On May 16, 1889 Mary's grieving mother
had her daughter's grave opened and reburied her a few yards away to a
more permanant site. The wooden coffin was replaced by a copper one and
a simple monument was erected.
But still, Mary was not yet destined to rest in peace.
In 1945 during the war, her
tomb was opened by plundering Russians The copper coffin was broken
and when the fathers of the monastery repaired the grave they saw a small
skeleton inside the damaged coffin. The skull was there and they observed
that it seemed to have no bullet holes in it.
In 1959 poor Mary was disturbed
yet again. Because of the Russians plundering her grave, it was decided
to rebury By now the bones were in total disarray all over
the coffin.

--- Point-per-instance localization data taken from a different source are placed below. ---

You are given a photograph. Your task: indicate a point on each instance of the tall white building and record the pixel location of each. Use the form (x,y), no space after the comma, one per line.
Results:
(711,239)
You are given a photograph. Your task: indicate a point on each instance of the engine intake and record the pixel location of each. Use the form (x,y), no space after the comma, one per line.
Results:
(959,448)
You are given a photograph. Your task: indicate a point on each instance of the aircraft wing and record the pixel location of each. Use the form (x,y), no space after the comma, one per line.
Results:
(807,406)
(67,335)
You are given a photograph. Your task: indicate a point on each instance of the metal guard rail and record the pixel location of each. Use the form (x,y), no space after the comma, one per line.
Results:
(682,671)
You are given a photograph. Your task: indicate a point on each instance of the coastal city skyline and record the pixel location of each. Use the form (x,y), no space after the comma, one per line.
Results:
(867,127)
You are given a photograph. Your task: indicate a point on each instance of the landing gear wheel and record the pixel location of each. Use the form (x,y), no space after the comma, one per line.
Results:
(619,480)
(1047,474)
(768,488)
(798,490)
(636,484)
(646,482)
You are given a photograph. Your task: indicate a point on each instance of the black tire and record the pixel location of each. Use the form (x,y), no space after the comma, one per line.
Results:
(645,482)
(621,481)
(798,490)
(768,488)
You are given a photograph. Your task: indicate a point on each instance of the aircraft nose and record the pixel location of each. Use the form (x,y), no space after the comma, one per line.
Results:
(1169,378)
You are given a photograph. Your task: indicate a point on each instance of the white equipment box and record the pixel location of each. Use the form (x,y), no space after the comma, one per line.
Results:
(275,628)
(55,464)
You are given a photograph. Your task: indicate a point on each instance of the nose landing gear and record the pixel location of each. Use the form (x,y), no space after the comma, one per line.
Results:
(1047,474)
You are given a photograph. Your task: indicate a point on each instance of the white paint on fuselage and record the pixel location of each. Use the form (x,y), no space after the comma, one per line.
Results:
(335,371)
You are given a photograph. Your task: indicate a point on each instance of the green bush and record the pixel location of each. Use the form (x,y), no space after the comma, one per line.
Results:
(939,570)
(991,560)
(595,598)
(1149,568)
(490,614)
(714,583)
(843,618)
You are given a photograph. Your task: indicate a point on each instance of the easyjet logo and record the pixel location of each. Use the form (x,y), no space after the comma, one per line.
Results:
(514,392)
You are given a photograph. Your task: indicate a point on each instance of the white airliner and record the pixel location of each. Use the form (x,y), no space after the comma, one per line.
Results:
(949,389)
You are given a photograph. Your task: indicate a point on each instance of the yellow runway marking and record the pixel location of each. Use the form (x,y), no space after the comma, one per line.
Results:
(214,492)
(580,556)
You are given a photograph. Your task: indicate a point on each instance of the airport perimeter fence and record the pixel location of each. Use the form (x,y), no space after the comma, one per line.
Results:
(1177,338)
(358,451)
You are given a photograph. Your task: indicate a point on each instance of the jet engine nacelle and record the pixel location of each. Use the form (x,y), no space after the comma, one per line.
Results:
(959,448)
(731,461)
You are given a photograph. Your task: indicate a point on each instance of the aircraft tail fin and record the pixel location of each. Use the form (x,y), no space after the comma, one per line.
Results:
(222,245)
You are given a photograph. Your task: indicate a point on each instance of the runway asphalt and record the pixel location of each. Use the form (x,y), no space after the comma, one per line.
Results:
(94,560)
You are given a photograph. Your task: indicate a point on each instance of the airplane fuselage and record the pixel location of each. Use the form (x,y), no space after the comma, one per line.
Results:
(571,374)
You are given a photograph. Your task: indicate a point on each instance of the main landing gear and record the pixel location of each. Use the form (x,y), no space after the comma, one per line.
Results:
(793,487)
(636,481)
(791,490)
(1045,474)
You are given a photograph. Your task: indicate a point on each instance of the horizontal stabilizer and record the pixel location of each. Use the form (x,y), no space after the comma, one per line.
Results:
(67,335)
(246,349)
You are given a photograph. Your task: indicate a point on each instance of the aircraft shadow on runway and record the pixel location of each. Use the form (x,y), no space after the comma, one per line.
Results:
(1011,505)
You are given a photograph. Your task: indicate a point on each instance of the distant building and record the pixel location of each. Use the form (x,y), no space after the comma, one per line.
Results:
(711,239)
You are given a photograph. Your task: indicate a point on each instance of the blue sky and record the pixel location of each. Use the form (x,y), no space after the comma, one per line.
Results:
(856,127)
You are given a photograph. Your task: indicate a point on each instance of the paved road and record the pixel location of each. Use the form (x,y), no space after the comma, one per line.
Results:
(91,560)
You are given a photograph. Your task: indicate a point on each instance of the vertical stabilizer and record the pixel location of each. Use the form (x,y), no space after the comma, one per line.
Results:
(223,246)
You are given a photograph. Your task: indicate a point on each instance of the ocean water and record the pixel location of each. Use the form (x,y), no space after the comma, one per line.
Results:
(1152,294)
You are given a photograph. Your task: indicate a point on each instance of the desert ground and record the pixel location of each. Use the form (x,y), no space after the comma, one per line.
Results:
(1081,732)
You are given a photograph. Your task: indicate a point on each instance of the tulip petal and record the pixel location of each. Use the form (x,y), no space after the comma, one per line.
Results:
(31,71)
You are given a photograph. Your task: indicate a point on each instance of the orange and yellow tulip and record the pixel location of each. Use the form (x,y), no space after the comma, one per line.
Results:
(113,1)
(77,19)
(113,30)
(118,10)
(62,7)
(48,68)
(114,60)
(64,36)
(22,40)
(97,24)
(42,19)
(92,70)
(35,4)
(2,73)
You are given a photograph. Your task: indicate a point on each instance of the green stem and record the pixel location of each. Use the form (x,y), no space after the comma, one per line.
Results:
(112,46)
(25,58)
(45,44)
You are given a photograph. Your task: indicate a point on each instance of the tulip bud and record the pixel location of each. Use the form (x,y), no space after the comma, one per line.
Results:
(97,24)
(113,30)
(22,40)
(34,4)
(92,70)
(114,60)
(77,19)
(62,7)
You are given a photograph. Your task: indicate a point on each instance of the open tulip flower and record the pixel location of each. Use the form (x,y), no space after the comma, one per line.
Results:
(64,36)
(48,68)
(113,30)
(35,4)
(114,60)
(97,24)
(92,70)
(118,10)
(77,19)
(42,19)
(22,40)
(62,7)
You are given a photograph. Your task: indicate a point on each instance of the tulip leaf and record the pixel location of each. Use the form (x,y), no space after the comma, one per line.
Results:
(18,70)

Her shoes were still there and a lot of long black hair
was collected. Once again, witnesses declared that the skull had not been
hit by a bullet. It was slightly damaged, but that was most likely
done by the Russians in 1945.
On 8 July 1991 Mary's coffin
was stolen from the grave by a furniture maker named Helmut Flatzelsteiner.
He was obsessed with solving the Mayerling mystery once and for all. He
took the coffin home to Linz and and had a medical examer examine it's
contents. But it was leaked to a newspaper in Vienna that Mary's grave
was now empty, and the police arrived with the press where once again the
grave was opened. It was empty. Flatzelsteiner finally confessed to the
deed and gave up Mary's remains to the Legal Medical Institute in Vienna
for further examination. They found the bones to be indeed a hundred
years old and those of a young woman around twenty, but part of the skull
was missing it and therefore they could not tell if there had ever been
a bullet hole present or not. Mary's remains were then put to rest
once more on the early morning
of October 28, 1993, under the guiding eye of Abbott Gerhard Hradil
- Perhaps finally this poor young woman will be left in peace!
Alas, at this rate,
we shall never know the real story of Mayerling Even Nostradamus
isn't too helpful here unfortunately, although he does give us some clues.

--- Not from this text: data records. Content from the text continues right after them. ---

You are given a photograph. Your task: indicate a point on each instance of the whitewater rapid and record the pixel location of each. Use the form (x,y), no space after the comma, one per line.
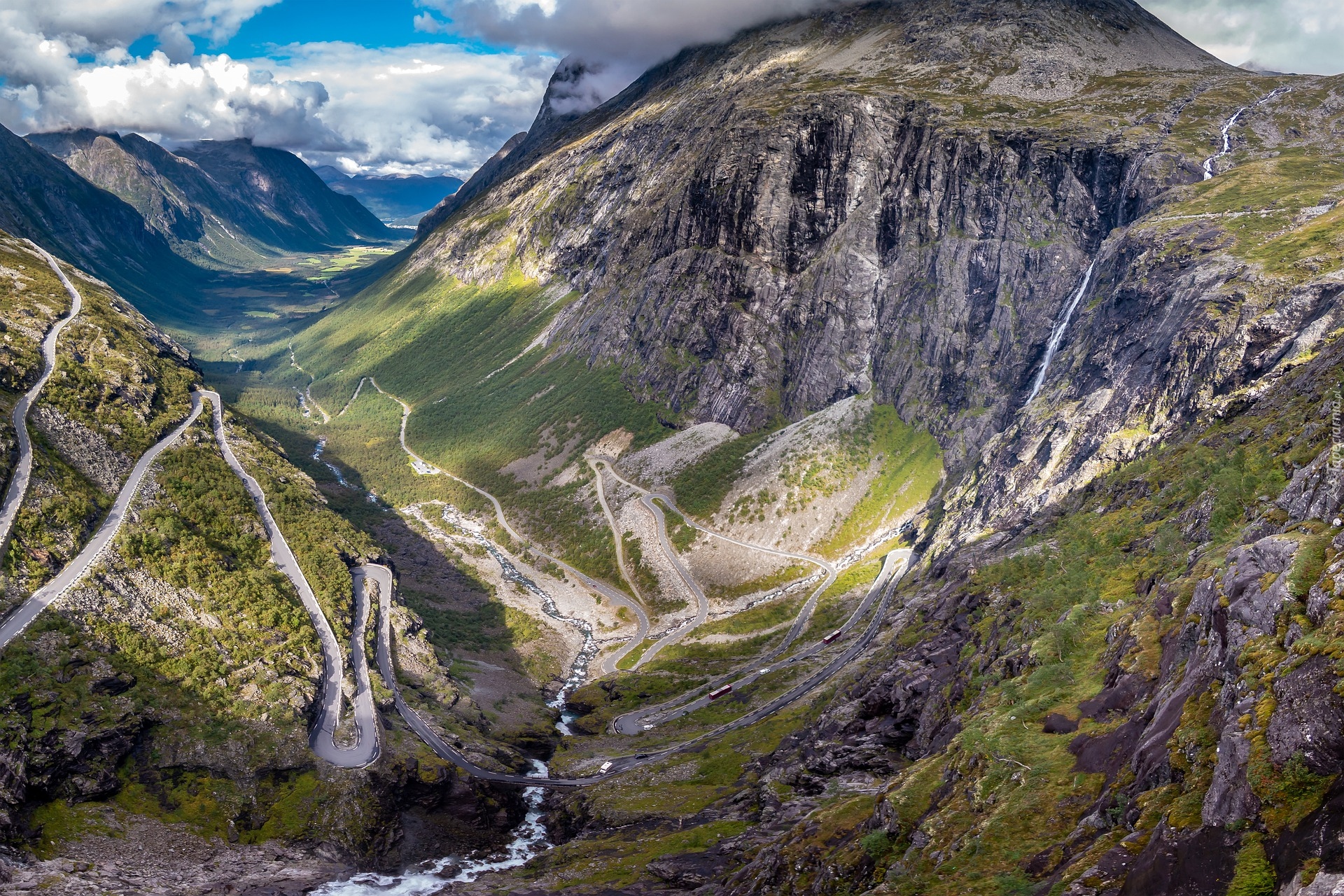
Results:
(430,878)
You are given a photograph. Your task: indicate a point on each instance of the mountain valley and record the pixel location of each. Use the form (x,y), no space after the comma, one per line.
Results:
(894,450)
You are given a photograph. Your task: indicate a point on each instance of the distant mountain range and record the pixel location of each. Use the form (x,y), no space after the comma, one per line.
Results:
(218,203)
(45,200)
(397,199)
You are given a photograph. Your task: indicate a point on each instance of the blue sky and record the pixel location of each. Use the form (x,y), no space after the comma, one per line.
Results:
(432,85)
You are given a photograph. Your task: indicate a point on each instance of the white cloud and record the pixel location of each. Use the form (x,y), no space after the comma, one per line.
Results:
(617,31)
(420,108)
(417,108)
(610,41)
(1303,36)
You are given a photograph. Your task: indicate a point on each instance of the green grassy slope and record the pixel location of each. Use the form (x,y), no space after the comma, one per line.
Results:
(436,343)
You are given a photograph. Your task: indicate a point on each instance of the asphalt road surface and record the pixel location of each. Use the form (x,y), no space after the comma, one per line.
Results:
(323,736)
(67,578)
(23,469)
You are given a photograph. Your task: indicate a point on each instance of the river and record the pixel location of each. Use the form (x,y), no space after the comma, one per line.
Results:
(530,836)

3-58 Near the Rhine and Noric mountains,
Will be born a great one of the people, but come too late.
One who will defend Lithuania and Hungary,
But no one will ever know, what happened to him.
Note in the numbering of this quatrain 3-58, we are given two digits of the year 1858, in which this Prince was born. The first line of this quatrain places the scene exactly in the middle of the heart of the Habsburg empire. Classical Noricum corresponded to the ancient Duchy of Austria. It was here, on July 24th 1858 that Crown Prince Rudolf was born.
Line
2 - a great one of the people - probably, if the prince had lived
and reigned, he would have been a man of the people, at least in comparison
to his Habsburg ancestors on the throne. He was very Liberal minded,
and that kind of thinking was unmentionable to the Habsburg monarchs of
the day. Was he actively plotting with the Hungarian nationalists? There
is plenty of evidence to suggest that he was, thus "defending Lithuania
and Hungary" against his oppressive and terribly autocratic father.
It is interesting to note what Nostradamus says also in line 2, that he
will be too late - when Crown Prince Rudolf died, it was like
a bell tolling the end of the Habsburg monarchy itself. It had lasted for
600 years, but it was soon about to end. However, there is a likely
chance that if Rudolf had lived, things may have ended up quite different.
Line
3 - no one will ever know what happened to him - How very true!
Although there have been many theories put forward over the years, no one
has ever actually determined the real truth. Possibly because the Emperor
himself, went to such extraordinary efforts to conceal it all!